# Farmer Joe and his Mule



## IcyMist (Jun 10, 2005)

*Farmer Joe and his Mule*Farmer Joe decided his injuries from his recent accident were serious enough to take the trucking company responsible for the accident to court. 

In court, the trucking company's fancy lawyer was questioning farmer Joe. 
"Didn't you say, at the scene of the accident, that you were fine?"

"Well, I'll tell you what happened. I had just loaded my favorite mule Bessie into the--"

"I didn't ask for any details," the lawyer interrupted. "Just answer the question. Did you not say, at the scene of the accident, that you were fine?" 
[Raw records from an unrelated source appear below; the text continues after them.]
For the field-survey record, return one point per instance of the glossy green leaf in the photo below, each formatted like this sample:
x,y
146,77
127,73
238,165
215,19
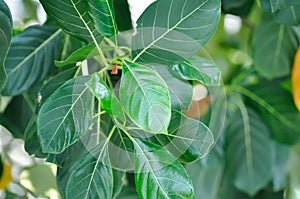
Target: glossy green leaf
x,y
5,38
279,42
70,110
279,113
289,15
30,58
199,69
187,139
171,31
248,151
158,174
73,18
145,97
181,91
102,14
109,102
207,174
77,56
91,177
"Well I had just got Bessie into the trailer and was driving down the road--"

"Judge, I am trying to establish the fact that, at the scene of the accident, this man told the Highway Patrolman on the scene that he was just fine. 

Now several weeks after the accident he is trying to sue my client. I believe he is a fraud. Please tell him to simply answer the question."

By this time the Judge was fairly interested in Farmer Joe's answer and told the lawyer so. 

"Well," said the farmer, "as I was saying, I had just loaded Bessie, my favorite mule, into the trailer and was driving her down the highway when this huge semi-truck and trailer ran the stop sign and smacked my truck right in the side.

I was thrown into one ditch and Bessie was thrown into the other. I was hurting real bad and didn't want to move. 

However, I could hear ol' Bessie moaning and groaning. I knew she was in terrible shape just by her groans. 

Shortly after the accident a Highway Patrolman came on the scene. He could hear Bessie moaning and groaning so he went over to her. After he looked at her he took out his gun and shot her between the eyes.

Then the Patrolman came across the road with his gun in his hand and looked at me. 

He said, "Your mule was in such bad shape I had to shoot her. How are you feeling?"


----------



## middie (Jun 10, 2005)

lol icy. thanks for the laugh this morning


----------



## IcyMist (Jun 10, 2005)

You are most welcome Middie.  Sometimes on Fridays you need a little something to help you make it through the day.


----------



## texasgirl (Jun 10, 2005)

Um... I don't think I would tell him anything either


----------



## kadesma (Jun 10, 2005)

Good one Icy     

kadesma


----------